Some cheeses can also be a good source of probiotics, according to Martorano, who pointed to feta, goat cheese and cheese made from raw or unpasteurized milk as great options.

The artisanal cheese varieties, however, can cost a pretty penny.

“Not everyone can afford to buy the most fancy cheese. When it comes to packaged cheeses, they’re all fine in moderation,” Martorano said.
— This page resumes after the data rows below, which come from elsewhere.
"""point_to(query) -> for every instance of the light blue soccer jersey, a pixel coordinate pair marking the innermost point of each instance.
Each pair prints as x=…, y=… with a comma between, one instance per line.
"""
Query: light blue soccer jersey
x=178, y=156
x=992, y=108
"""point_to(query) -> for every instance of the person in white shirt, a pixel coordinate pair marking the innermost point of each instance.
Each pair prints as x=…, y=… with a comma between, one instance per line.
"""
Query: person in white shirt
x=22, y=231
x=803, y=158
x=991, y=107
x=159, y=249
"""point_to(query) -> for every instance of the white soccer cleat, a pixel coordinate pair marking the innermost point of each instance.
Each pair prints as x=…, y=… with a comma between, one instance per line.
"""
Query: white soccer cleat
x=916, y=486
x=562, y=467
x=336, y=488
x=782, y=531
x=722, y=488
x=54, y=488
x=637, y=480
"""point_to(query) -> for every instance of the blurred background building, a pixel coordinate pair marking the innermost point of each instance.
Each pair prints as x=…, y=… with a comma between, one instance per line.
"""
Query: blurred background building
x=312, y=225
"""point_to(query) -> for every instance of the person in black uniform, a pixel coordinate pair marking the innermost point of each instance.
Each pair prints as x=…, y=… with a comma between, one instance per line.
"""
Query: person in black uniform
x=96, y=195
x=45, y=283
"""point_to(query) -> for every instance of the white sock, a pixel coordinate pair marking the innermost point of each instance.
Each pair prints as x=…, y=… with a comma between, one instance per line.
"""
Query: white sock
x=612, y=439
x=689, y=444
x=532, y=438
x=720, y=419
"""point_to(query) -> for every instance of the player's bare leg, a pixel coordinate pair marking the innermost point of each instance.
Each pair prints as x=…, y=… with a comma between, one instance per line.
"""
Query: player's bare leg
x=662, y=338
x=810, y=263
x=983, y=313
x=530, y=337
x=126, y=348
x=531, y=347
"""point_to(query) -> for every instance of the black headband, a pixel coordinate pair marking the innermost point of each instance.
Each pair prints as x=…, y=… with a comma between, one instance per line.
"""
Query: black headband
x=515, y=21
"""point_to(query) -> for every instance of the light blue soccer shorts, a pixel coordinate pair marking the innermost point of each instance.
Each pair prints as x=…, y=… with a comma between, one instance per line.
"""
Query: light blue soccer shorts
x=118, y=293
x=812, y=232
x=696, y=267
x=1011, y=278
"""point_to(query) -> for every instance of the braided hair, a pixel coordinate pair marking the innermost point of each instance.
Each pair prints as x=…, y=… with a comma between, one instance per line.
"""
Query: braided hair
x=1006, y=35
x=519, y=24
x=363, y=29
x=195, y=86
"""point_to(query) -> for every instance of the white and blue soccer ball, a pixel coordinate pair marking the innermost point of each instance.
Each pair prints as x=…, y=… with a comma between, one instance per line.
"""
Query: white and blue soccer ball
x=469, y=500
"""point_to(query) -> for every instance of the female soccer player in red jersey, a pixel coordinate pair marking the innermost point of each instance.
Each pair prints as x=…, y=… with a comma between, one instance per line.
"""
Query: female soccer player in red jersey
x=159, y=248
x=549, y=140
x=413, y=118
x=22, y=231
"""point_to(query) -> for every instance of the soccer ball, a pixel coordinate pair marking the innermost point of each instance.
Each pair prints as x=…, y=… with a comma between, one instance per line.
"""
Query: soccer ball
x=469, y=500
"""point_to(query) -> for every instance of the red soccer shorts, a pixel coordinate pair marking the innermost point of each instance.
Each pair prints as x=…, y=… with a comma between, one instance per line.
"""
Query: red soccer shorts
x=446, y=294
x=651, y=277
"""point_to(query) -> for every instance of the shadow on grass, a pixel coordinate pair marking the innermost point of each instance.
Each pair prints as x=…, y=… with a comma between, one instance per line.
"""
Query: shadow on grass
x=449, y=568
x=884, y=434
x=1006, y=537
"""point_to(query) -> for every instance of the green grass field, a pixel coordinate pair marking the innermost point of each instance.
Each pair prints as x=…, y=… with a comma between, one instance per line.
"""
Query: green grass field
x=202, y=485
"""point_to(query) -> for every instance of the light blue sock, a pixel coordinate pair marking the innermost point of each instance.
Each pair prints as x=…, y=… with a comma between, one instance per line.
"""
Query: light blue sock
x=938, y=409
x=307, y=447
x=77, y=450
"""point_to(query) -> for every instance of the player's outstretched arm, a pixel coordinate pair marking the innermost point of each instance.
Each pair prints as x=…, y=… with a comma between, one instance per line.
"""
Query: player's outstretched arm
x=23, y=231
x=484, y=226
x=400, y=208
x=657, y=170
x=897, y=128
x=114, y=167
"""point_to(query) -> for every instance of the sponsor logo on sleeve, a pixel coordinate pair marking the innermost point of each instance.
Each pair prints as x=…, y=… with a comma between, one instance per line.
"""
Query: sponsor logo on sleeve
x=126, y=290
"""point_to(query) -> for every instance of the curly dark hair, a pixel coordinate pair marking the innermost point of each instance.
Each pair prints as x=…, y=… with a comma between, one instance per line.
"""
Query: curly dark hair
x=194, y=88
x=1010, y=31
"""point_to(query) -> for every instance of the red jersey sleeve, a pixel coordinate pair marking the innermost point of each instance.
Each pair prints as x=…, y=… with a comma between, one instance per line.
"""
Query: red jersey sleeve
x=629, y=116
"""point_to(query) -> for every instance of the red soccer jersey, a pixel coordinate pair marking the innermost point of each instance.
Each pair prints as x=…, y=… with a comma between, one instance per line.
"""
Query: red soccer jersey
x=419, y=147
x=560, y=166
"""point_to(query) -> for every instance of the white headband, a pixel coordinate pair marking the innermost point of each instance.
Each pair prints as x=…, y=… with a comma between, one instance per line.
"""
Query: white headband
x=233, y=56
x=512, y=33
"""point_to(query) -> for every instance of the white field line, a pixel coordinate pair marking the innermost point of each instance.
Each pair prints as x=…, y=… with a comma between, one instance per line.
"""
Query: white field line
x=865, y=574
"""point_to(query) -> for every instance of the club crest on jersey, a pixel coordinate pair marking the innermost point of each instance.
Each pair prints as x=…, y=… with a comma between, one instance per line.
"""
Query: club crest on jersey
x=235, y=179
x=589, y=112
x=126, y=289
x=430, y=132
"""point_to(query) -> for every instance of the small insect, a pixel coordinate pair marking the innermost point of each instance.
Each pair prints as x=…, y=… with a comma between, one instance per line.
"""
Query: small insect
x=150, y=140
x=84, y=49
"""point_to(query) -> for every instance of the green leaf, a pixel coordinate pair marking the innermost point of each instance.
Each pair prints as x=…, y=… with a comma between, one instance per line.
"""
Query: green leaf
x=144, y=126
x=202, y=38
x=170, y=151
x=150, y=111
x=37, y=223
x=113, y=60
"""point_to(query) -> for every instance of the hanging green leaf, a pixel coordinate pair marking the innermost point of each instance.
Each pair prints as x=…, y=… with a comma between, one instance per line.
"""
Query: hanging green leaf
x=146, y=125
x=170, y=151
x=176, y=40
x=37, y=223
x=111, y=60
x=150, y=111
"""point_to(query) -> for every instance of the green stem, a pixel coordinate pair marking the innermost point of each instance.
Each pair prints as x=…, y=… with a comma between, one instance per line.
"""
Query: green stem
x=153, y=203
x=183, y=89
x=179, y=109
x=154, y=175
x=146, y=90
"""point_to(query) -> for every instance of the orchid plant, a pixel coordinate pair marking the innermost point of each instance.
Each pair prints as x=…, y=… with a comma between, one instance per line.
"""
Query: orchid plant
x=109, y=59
It’s best to think of cheese as a flavoring agent rather than as a meal in itself, according to both Martorano and Castro Mortillaro.

“Instead of using cheese as the main source of nutrients, it really is a side,” Martorano told CNN.

“If we’re pairing that cheese with something else – a vegetable, a whole grain – that’s what’s going to make it more of a satisfying, filling meal,” she explained.

Ricotta for breakfast, paired with some oatmeal and fruit, could be a healthy start to the day, Martorano suggested.

An afternoon snack with Swiss cheese and vegetables, or a whole grain cracker, would also be a good idea, she said.

Ultimately, unless there are specific concerns you need to keep in mind, the healthiest cheese is your favorite one, enjoyed sparingly as the delicious occasional treat that it should be.

“At the end of the day, if there’s a cheese that someone likes and they want to have it in moderation, it’s better to have the one that you like. So always pick the one you enjoy the most,” Martorano said.